L’initiative pour une place financière suisse durable a finalement été lancée le 26 novembre 2024. Celle-ci n’en ferait pas assez et serait «responsable d’émissions de CO2 qui atteignent au moins 18 fois les émissions totales de la Suisse». Sachant que d’après l’Office fédéral de la statistique, les activités financières et d’assurance génèrent moins de 1% des émissions de gaz à effet de serre de la Suisse, le facteur serait de plus de 1800… si seulement c’était si simple!

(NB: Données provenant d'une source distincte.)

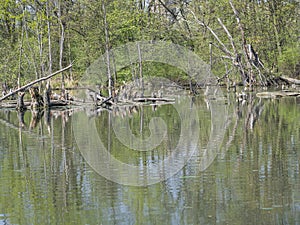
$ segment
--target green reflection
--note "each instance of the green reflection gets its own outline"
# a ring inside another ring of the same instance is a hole
[[[205,148],[210,112],[203,98],[194,104]],[[176,176],[141,188],[110,182],[89,167],[72,134],[75,111],[52,110],[50,119],[44,113],[38,121],[26,112],[23,128],[16,112],[0,111],[0,224],[299,223],[299,99],[250,96],[242,105],[228,96],[227,106],[221,151],[205,171],[195,172],[196,155]],[[160,160],[178,141],[180,123],[172,106],[124,116],[130,116],[134,134],[147,137],[154,115],[166,121],[168,141],[151,152],[132,151],[116,140],[109,120],[121,115],[101,113],[99,136],[124,162]]]

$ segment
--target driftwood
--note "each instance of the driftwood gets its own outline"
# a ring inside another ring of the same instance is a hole
[[[50,74],[49,76],[42,77],[42,78],[40,78],[40,79],[34,80],[34,81],[32,81],[32,82],[30,82],[30,83],[28,83],[28,84],[26,84],[26,85],[24,85],[24,86],[22,86],[22,87],[16,89],[16,90],[14,90],[14,91],[8,93],[7,95],[3,96],[2,98],[0,98],[0,102],[3,101],[3,100],[5,100],[5,99],[7,99],[8,97],[10,97],[10,96],[12,96],[12,95],[18,93],[19,91],[23,91],[23,90],[25,90],[25,89],[31,87],[31,86],[34,85],[34,84],[37,84],[37,83],[39,83],[39,82],[48,80],[48,79],[50,79],[51,77],[54,77],[55,75],[57,75],[57,74],[59,74],[59,73],[65,71],[65,70],[70,69],[72,66],[73,66],[73,65],[70,64],[69,66],[67,66],[67,67],[65,67],[65,68],[63,68],[63,69],[61,69],[61,70],[58,70],[58,71],[56,71],[56,72]]]
[[[278,97],[292,97],[300,96],[300,92],[290,92],[290,91],[266,91],[259,92],[256,94],[259,98],[278,98]]]
[[[290,78],[290,77],[286,77],[286,76],[281,76],[280,77],[281,80],[284,80],[285,82],[289,83],[289,84],[297,84],[300,85],[300,80],[295,79],[295,78]]]
[[[26,109],[31,109],[31,101],[26,101],[23,102],[23,110]],[[68,106],[68,105],[74,105],[74,106],[82,106],[84,103],[79,102],[79,101],[66,101],[66,100],[51,100],[49,107],[63,107],[63,106]],[[17,101],[9,101],[9,102],[4,102],[0,104],[0,108],[6,108],[6,109],[17,109],[18,111],[20,110],[20,107],[18,105]]]
[[[175,99],[150,97],[150,98],[134,98],[133,101],[134,102],[175,102]]]

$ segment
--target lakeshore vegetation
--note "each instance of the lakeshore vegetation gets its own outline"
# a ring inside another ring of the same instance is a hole
[[[299,78],[299,18],[296,0],[1,0],[0,82],[20,87],[74,62],[56,78],[72,86],[107,50],[143,40],[184,46],[218,77],[244,84],[267,84],[270,75]],[[139,69],[109,79],[128,81]],[[143,62],[142,70],[184,79],[159,63]]]

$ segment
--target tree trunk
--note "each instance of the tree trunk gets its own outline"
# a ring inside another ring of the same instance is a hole
[[[143,63],[142,63],[142,53],[141,53],[141,48],[140,48],[140,44],[137,44],[137,48],[138,48],[138,55],[139,55],[139,75],[140,75],[140,85],[142,88],[142,96],[144,96],[144,81],[143,81]]]
[[[23,112],[26,107],[24,106],[24,95],[25,95],[25,92],[19,92],[18,93],[18,101],[17,101],[17,111],[19,112]]]
[[[63,52],[64,52],[64,41],[65,41],[65,24],[62,21],[62,10],[61,1],[58,1],[58,21],[60,24],[60,40],[59,40],[59,69],[63,68]],[[61,92],[64,97],[65,94],[65,77],[64,73],[61,73]]]
[[[18,88],[21,86],[21,70],[22,70],[22,54],[23,54],[23,41],[24,41],[24,16],[25,9],[23,8],[23,19],[21,21],[21,41],[20,41],[20,48],[19,48],[19,71],[18,71],[18,81],[17,86]]]
[[[112,76],[110,71],[110,55],[109,55],[109,31],[106,18],[106,7],[105,0],[102,0],[102,12],[103,12],[103,23],[104,23],[104,33],[105,33],[105,50],[106,50],[106,67],[107,67],[107,79],[108,79],[108,96],[112,97]]]
[[[39,19],[38,19],[39,20]],[[43,60],[43,51],[44,51],[44,45],[43,45],[43,31],[42,28],[40,27],[41,24],[39,21],[37,21],[37,39],[38,39],[38,46],[39,46],[39,61],[40,61],[40,71],[38,74],[38,78],[44,76],[45,68],[44,68],[44,60]]]
[[[247,82],[248,82],[249,85],[252,86],[252,83],[254,81],[254,76],[253,76],[252,66],[251,66],[250,59],[249,59],[249,54],[248,54],[248,49],[247,49],[247,42],[246,42],[246,38],[245,38],[244,28],[243,28],[243,26],[241,24],[239,13],[235,9],[235,7],[234,7],[234,5],[233,5],[233,3],[232,3],[231,0],[229,1],[229,4],[230,4],[230,6],[231,6],[231,8],[233,10],[233,13],[235,15],[236,21],[238,23],[239,30],[241,32],[241,39],[242,39],[242,46],[243,46],[243,55],[244,55],[244,58],[245,58],[246,68],[247,68],[247,74],[244,73],[245,80],[243,80],[243,82],[244,82],[244,85],[246,85]]]
[[[31,104],[30,107],[32,110],[39,110],[43,107],[43,98],[39,94],[39,89],[37,87],[31,87],[29,89],[29,93],[31,96]]]
[[[46,2],[47,29],[48,29],[48,57],[49,57],[49,74],[52,73],[52,46],[51,46],[51,26],[50,26],[50,9],[49,1]]]
[[[50,86],[50,82],[47,81],[46,88],[43,94],[44,108],[50,107],[50,96],[51,96],[51,86]]]

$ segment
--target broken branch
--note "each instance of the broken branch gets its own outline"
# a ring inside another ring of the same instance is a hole
[[[32,85],[34,85],[34,84],[36,84],[36,83],[39,83],[39,82],[48,80],[48,79],[50,79],[51,77],[54,77],[55,75],[57,75],[57,74],[59,74],[59,73],[65,71],[65,70],[70,69],[72,66],[73,66],[73,65],[70,64],[69,66],[67,66],[67,67],[65,67],[65,68],[63,68],[63,69],[61,69],[61,70],[58,70],[58,71],[56,71],[56,72],[50,74],[49,76],[42,77],[42,78],[40,78],[40,79],[37,79],[37,80],[35,80],[35,81],[32,81],[32,82],[30,82],[29,84],[26,84],[26,85],[24,85],[24,86],[22,86],[22,87],[20,87],[20,88],[18,88],[18,89],[16,89],[16,90],[14,90],[14,91],[8,93],[7,95],[3,96],[2,98],[0,98],[0,102],[3,101],[3,100],[6,99],[6,98],[8,98],[8,97],[10,97],[10,96],[12,96],[12,95],[18,93],[19,91],[23,91],[23,90],[25,90],[26,88],[31,87]]]

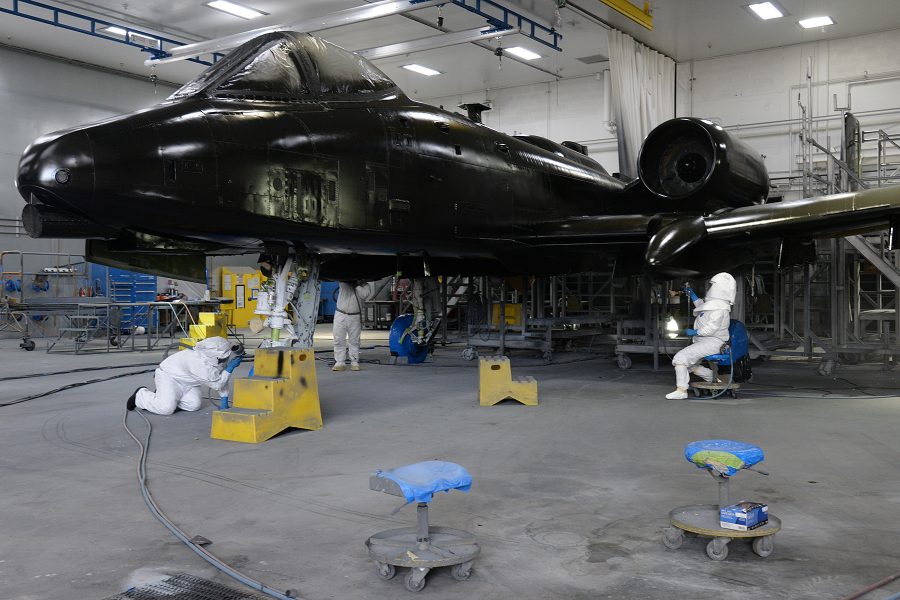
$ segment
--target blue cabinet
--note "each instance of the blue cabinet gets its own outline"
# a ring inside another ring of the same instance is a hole
[[[91,282],[94,291],[107,296],[113,303],[146,303],[156,301],[156,277],[134,273],[125,269],[91,264]],[[121,333],[129,333],[135,327],[147,327],[148,316],[152,314],[147,306],[123,306],[110,315],[119,322]],[[154,322],[150,325],[156,325]]]

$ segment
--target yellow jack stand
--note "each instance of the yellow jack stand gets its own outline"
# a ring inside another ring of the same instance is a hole
[[[260,348],[253,377],[234,381],[234,404],[212,415],[210,437],[258,444],[288,427],[321,429],[312,349]]]
[[[509,359],[489,356],[478,361],[478,402],[493,406],[511,398],[527,406],[537,406],[538,389],[534,377],[516,377],[513,381]]]
[[[193,346],[200,340],[211,337],[228,337],[228,315],[225,313],[200,313],[200,322],[191,325],[188,333],[191,337],[181,338],[181,343],[185,346]]]

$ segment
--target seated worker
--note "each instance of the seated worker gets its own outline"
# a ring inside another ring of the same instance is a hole
[[[227,390],[228,378],[241,364],[241,356],[232,357],[233,351],[234,345],[225,338],[211,337],[200,340],[189,350],[176,352],[156,369],[153,376],[156,391],[139,387],[125,407],[142,408],[158,415],[171,415],[176,408],[200,410],[202,386]]]
[[[362,307],[372,294],[372,284],[354,285],[346,281],[338,284],[334,310],[334,367],[332,371],[347,370],[349,350],[350,370],[359,371],[359,340],[362,336]]]
[[[690,287],[685,288],[685,293],[694,303],[693,329],[687,329],[685,333],[693,338],[691,345],[682,348],[672,358],[675,367],[675,391],[666,394],[669,400],[683,400],[687,398],[690,373],[711,382],[713,372],[700,364],[704,357],[717,354],[722,349],[722,344],[728,341],[728,325],[731,322],[731,307],[734,304],[735,283],[734,277],[728,273],[719,273],[710,280],[706,297],[702,300],[697,297]]]

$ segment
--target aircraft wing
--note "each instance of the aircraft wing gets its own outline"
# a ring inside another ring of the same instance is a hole
[[[645,262],[672,271],[700,254],[714,255],[716,248],[843,237],[898,224],[900,186],[759,204],[667,223],[650,239]]]

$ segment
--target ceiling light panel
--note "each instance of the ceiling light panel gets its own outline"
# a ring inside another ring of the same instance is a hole
[[[221,10],[222,12],[226,12],[229,15],[234,15],[235,17],[240,17],[242,19],[255,19],[256,17],[262,17],[268,14],[261,10],[244,6],[243,4],[229,2],[228,0],[213,0],[212,2],[207,2],[206,6]]]
[[[768,21],[769,19],[779,19],[784,16],[784,11],[772,2],[748,4],[747,9],[763,21]]]
[[[407,71],[412,71],[413,73],[418,73],[419,75],[425,75],[426,77],[433,77],[435,75],[441,75],[440,71],[436,71],[431,67],[423,67],[422,65],[403,65],[403,68]]]
[[[518,56],[519,58],[523,58],[525,60],[534,60],[536,58],[540,58],[541,55],[537,52],[532,52],[528,48],[523,48],[521,46],[513,46],[512,48],[504,48],[503,52],[512,54],[513,56]]]
[[[104,33],[111,33],[111,34],[113,34],[113,35],[125,35],[126,33],[128,33],[127,31],[125,31],[125,30],[122,29],[121,27],[116,27],[115,25],[112,25],[112,26],[110,26],[110,27],[104,27],[104,28],[101,29],[100,31],[102,31],[102,32],[104,32]]]
[[[800,27],[804,29],[812,29],[814,27],[825,27],[826,25],[834,25],[834,19],[829,16],[824,17],[810,17],[809,19],[803,19],[799,21]]]

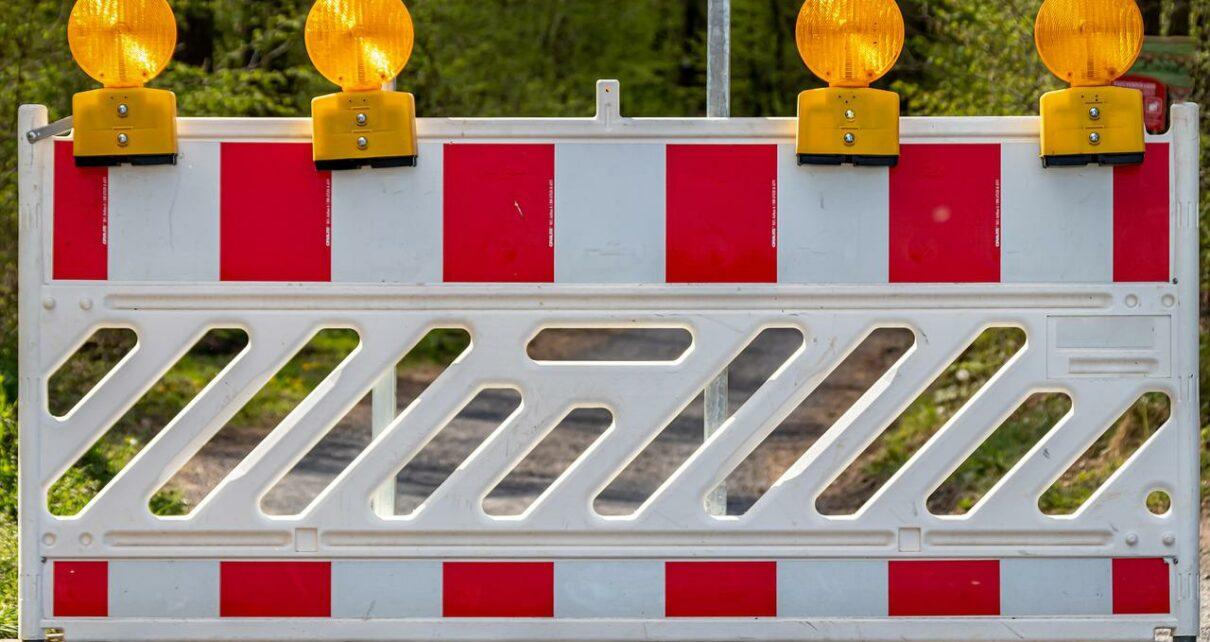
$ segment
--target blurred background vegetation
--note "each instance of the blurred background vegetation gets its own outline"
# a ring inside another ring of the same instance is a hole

Ce ne sont donc pas les bâtiments et ordinateurs des instituts financiers suisses qui polluent, mais bien leurs «activités commerciales ayant un impact sur l’environnement à l’étranger», qu’il faudrait aligner sur des objectifs de température et de biodiversité. On parle donc des activités d’entreprises non financières domiciliées à l’étranger «sur lesquelles ils ont une influence» (argumentaire des initiants). C’est tout le défaut de l’initiative de croire que les instituts financiers suisses peuvent dicter leur conduite à des entreprises étrangères – ils ne détiennent jamais plus de la moitié du capital des grands pollueurs.

L’initiative pour une place financière suisse durable ne propose rien de nouveau.

Il ne faut pas non plus oublier que les avoirs gérés par les instituts financiers suisses ne sont (sauf pour une très faible partie) pas les leurs, mais ceux de leurs clients, qui décident eux-mêmes comment ils souhaitent les investir. En outre, si un financement ou une assurance ne sont plus possibles en Suisse, comme le voudrait l’initiative, cela n’aura aucun effet sur l’activité polluante, qui sera simplement financée ou assurée dans un autre pays, par un institut qui se préoccupe encore moins de durabilité. Alors si le but est de se donner bonne conscience, l’initiative a un sens, mais elle n’évitera aucune émission de CO2.

D’ailleurs que proposent les initiants pour mettre concrètement en œuvre cet alignement des activités commerciales? Des plans de transition, soit exactement ce que prévoit à son article 5 la loi fédérale sur le climat et l’innovation, qui entre en vigueur le 1er janvier 2025. Et le Conseil fédéral vient d’ouvrir une consultation pour préciser les exigences applicables aux plans de transition des entreprises du secteur financier. Enfin, la Finma élabore actuellement une nouvelle circulaire sur les risques financiers liés à la nature, qui s’appliquera aux banques et aux assurances. L’initiative ne propose donc rien de nouveau.

On peut comprendre la frustration des initiants que la transition énergétique n’ait pas lieu plus rapidement. C’est qu’elle demande beaucoup de ressources matérielles, personnelles et financières, mais surtout la volonté des décideurs. Comme l’écrivent les initiants dans l’introduction de leur argumentaire, «le passage à une économie mondiale respectueuse du climat et de l’environnement concerne tous les secteurs et toutes les entreprises». Plutôt que d’interdire certaines activités financières en Suisse, ce qui n’aura aucun impact concret, il vaut mieux se battre pour interdire des activités polluantes au niveau international.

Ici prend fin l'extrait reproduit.